Mae’s next stop is to see Rose Selfridge – I’d totally expected her to ask for a place to stay, but no, she wants to warn her about Vile Loxley’s nefarious intentions towards Harry. Apparently, Mae hasn’t seen the paper that day yet – because she seems rather shocked by the news story after Rose literally throws it at her. Amazing! Rose accuses Mae of knowing what Loxley was planning when she recommended him to the family, and she laments that she ever trusted her to begin with. She orders Mae never to call on her or Harry again. Mae looks incredibly pained, but solemnly says that she understands, and leaves without arguing further. Rose breaks down in tears and ends up sobbing on an ottoman, but whether that’s about Harry or Mae or just her life being kind of crap generally at the moment, is unclear.

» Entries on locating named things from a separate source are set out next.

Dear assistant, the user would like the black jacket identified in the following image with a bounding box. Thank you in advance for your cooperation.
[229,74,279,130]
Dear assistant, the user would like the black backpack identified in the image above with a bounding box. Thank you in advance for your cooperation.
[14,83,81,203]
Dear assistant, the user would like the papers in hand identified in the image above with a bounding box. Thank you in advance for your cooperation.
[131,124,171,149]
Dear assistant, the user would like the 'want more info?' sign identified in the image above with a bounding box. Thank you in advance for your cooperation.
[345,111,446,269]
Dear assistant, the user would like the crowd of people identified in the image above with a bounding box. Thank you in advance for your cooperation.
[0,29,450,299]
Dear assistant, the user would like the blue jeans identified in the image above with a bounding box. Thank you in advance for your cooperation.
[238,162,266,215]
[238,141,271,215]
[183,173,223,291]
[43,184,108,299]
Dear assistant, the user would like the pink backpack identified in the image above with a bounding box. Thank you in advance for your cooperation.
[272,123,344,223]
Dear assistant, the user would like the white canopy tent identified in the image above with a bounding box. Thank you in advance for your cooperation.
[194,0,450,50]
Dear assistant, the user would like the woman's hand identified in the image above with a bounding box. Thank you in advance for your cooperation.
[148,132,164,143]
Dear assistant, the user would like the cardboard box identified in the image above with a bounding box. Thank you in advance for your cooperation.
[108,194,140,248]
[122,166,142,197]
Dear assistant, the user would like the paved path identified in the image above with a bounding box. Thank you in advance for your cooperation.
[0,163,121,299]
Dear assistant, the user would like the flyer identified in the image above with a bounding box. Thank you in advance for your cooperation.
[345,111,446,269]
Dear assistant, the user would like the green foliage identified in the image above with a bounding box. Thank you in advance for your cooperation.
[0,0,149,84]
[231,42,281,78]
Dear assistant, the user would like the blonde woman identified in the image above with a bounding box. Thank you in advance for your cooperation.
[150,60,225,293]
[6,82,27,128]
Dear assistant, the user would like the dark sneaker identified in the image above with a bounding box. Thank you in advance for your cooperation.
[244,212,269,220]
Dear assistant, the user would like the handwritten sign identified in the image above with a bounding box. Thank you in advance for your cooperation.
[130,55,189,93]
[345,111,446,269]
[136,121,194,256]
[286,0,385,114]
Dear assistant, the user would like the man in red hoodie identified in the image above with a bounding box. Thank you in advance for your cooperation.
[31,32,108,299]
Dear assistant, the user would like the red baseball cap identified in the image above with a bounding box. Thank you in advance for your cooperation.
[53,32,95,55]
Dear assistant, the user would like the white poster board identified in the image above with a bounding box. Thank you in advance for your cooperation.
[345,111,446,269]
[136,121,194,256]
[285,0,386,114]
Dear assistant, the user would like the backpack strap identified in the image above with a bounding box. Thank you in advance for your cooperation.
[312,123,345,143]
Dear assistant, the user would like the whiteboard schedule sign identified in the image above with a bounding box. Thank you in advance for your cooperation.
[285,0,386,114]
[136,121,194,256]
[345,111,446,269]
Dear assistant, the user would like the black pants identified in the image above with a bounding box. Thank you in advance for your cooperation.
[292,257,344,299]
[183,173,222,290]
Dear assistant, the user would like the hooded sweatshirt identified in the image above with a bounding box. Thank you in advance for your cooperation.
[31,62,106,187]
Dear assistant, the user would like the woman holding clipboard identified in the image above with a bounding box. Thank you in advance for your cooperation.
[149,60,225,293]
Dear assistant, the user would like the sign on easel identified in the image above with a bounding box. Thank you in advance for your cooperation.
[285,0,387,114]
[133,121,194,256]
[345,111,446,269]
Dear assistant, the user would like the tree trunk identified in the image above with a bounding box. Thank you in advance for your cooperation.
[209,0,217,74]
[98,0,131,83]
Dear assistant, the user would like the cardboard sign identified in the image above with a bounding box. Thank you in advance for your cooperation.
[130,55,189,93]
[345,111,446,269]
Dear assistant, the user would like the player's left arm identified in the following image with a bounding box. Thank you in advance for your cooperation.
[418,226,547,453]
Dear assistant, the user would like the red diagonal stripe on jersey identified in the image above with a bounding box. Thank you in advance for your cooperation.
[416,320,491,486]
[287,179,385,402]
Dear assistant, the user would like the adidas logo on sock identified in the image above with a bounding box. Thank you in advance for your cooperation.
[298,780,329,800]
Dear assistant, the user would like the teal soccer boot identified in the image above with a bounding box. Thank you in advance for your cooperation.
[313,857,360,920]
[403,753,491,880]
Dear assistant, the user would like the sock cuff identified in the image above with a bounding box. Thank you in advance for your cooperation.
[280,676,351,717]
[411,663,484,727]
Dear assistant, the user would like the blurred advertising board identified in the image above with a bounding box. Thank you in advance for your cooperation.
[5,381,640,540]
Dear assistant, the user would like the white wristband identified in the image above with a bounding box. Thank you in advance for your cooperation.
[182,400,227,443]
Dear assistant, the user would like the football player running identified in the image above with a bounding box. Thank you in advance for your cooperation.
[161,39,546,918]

Apparently This Episode Saved All the Drama for the Very End. Kitty sees the Selfridge article in the paper and rushes to confront Edwards. Her boyfriend insists that there was strong evidence and he just wanted to report the truth, but Kitty lays into him about not understanding things like character and loyalty and just generally being very furious that Edwards would do something like this to a man that has treated him so well after all these years. She calls him a fool and storms out.
Grove takes Thackeray to recant his statement to the police, who then has a moment of panic about having to face Henri after falsely accusing him of spying. Grove’s not very swayed by this and tells him he’s going to do it anyway, though he’ll at least tell Selfridge that Thackeray tried to make it right in the end.
Grove shows up at the Selfridge house to see Rose and Gordon. He has to break the news to them that despite Thackeray’s retraction, Henri’s still in jail. Turns out that while they were investigating, the police actually managed to call someone in America and ask about him. Henri, it would seem, is actually wanted for theft in New York, and is a wanted fugitive because he disappeared without answering the charges there. No mention is made of what he stole, but it’s implied that whatever it is, it must be serious.
Victor walks Agnes home to Miss Mardle’s only to find an ominous telegram waiting for her. The dramatic camera angle focuses super heavily on George’s picture and, as Agnes starts to cry, we’re obviously meant to assume it’s bad news about him from the front.